With terrific craftsmanship, pure storytelling gusto and that Midas-touch ability to find grounds for optimism everywhere, Steven Spielberg has dramatised a true-life cold war spy-swap drama, starring Tom Hanks and Mark Rylance. Those brought up on John Le Carré might perhaps expect from this moral equivalence, shabby compromise and exhausted futility. But Spielberg, with his gift for un-cynicism, uncovers decency and moral courage amidst all the Realpolitik. He works from an excellent screenplay by up-and-coming British dramatist Matt Charman, a script punched up in recognisable places by Joel and Ethan Coen.

In 1962, America prepared to recover Gary Powers, the U2 spy-plane pilot captured by the Soviets. The plan was hand over their own incarcerated Russian spy Rudolf Abel, in a classic cold war prisoner exchange at dawn on the Glienecke bridge spanning East and West Berlin – the so-called “Bridge of Spies” – with snipers waiting on both sides ready to take their man out in case of last-second betrayal.

It’s the everyman quality of Hanks: He has the gift of portraying a character who strikes you as an ordinary man — which the character is — but who, by the end of the film, you see as an extraordinary person.

As such, Bridge of Spies is a tried and true, classically structured slow burn. So much that the immaculate polish of Spielberg’s filmmaking sometimes get lost in the predictable flow of its events. Cold War dramas, by nature, are procedural and rather elemental. Men from different sides meet under the cry of night in rooms, both lock eyes and try not to blink.

Bridge of Spies (2015) | Photo credit: Dreamwork Pictures & 20th Century Fox

Hanks gives a very satisfying, watchable and assured performance, with just the right amount of hokum, homely and wily in judiciously balanced proportions. Jimmy Stewart gave us Mr Smith Goes to Washington; Hanks gives us Mr Donovan Goes to Cold War Berlin. Where his Donovan is bluffly ingenuous and straightforward, Rylance’s Russian spy Abel is a quietly voiced enigma, greeting the arresting officers in his chaotic Brooklyn apartment dressed in his underwear, asking meekly if he can put in his false teeth.

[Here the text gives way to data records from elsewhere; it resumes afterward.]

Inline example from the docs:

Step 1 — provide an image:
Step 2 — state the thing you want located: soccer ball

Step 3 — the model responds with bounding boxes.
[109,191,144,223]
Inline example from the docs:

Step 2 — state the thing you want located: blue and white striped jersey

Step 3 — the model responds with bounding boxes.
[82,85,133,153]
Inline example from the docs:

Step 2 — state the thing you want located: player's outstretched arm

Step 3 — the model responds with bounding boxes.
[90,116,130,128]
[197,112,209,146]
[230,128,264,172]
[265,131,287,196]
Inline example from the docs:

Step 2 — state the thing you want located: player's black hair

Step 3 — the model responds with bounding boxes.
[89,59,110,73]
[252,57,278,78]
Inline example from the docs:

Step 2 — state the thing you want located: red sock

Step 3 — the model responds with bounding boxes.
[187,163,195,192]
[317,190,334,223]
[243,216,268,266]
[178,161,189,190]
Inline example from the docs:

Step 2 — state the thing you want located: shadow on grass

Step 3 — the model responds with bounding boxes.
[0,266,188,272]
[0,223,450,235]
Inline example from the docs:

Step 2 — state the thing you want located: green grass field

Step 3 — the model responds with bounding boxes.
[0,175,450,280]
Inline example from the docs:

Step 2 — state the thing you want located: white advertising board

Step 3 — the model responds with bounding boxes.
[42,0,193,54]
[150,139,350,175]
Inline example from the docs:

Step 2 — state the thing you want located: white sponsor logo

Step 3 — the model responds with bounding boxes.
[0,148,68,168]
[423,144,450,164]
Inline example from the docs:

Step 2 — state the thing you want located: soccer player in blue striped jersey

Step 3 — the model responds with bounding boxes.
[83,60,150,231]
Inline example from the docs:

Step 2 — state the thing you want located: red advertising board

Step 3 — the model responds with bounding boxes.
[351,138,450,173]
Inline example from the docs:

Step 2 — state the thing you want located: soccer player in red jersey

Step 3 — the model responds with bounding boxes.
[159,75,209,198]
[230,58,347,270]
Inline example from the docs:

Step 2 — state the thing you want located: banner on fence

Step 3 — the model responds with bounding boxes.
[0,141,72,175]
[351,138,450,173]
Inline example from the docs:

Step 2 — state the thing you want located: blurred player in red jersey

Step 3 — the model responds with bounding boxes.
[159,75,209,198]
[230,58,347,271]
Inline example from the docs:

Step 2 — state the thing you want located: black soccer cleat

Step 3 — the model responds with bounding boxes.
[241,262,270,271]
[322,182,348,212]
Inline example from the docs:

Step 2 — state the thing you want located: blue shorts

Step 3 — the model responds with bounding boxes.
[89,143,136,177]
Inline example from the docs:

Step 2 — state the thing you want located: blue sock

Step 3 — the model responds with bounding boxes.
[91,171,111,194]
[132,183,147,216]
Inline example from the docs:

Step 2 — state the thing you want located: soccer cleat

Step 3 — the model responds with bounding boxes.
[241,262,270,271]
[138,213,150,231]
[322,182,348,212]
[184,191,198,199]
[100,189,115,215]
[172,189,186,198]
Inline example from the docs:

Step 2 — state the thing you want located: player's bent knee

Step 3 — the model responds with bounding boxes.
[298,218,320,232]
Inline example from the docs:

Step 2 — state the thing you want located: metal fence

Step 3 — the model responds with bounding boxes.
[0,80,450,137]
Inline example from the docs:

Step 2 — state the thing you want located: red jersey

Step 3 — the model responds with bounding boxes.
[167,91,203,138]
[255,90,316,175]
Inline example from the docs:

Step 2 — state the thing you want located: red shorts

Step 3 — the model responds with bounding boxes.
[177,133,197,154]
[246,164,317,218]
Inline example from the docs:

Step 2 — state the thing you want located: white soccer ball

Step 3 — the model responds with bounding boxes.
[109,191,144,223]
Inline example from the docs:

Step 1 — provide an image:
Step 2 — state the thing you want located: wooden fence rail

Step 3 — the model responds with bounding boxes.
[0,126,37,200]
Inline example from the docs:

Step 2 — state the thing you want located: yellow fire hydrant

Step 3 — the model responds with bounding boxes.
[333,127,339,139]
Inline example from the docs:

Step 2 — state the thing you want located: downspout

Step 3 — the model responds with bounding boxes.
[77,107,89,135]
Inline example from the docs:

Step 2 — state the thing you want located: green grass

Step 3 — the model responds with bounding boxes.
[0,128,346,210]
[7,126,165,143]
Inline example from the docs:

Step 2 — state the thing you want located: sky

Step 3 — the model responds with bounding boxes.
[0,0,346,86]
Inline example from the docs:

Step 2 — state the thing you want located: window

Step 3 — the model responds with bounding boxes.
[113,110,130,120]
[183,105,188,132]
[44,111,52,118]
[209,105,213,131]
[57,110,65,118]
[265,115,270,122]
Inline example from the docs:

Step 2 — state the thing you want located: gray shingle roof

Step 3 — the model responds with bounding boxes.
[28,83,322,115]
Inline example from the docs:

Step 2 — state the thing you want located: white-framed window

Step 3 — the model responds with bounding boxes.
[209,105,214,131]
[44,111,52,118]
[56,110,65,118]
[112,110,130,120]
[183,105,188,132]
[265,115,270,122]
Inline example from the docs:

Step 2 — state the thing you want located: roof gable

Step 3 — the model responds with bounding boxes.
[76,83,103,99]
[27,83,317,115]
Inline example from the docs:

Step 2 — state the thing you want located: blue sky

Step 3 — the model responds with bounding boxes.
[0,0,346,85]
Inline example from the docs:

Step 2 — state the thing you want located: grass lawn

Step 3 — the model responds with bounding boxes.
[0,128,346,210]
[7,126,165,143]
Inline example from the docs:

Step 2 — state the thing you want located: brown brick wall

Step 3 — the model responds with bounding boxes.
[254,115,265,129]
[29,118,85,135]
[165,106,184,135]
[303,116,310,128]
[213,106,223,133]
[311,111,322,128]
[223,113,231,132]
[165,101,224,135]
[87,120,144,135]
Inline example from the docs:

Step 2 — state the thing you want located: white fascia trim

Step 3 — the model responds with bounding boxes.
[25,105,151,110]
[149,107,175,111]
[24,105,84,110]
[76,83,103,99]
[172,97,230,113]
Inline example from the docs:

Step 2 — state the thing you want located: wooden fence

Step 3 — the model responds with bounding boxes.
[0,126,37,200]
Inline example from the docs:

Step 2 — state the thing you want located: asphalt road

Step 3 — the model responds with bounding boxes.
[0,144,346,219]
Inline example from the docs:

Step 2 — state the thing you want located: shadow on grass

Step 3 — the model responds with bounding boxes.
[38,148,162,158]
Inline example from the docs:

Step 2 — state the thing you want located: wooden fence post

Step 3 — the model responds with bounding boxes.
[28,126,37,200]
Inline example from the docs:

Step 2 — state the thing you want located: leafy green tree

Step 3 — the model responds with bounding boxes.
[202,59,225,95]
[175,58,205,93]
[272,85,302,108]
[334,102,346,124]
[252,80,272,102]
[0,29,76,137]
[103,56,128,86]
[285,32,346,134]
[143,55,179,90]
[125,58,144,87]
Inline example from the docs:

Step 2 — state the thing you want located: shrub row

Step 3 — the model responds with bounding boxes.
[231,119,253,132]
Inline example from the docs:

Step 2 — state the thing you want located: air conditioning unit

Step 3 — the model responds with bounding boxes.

A key reason Spielberg and Hanks collaborated for the fourth time in their careers is to tell a story that shows how our world could be made better if world leaders could reason with one another and that all that is needed sometimes is the example of one honest man. A true leader.

In a role that feels modeled not only on Donovan himself but also on a combination of “Mr. Smith Goes to Washington” meets Atticus Finch, Hanks plays Donovan in a subtle but firm manner as a true advocate. He believes in the Constitution as not only the rule of law, but also as a tool that’s not as flexible as many leaders would have us believe today.

The movie also gives us intriguing visual rhymes, duplications perhaps inspired by the Berlin wall. Spielberg withholds the facts about why Powers failed to commit suicide on capture with a poison-pin in a phoney coin – but instead shows us Abel removing secret information from a phoney coin of his own: somehow a dismal, petty skill. Donovan witnesses a horrible event from the window of his Berlin train, and finally sees something weirdly similar from his commuter train into Manhattan. And the subtle, underplayed, expertly directed “chase” sequence on the subway train at the beginning is terrifically good. Bridge of Spies has a brassy and justified confidence in its own narrative flair.

Rating: 2246c-4stars1

Bridge of Spies is in theaters today.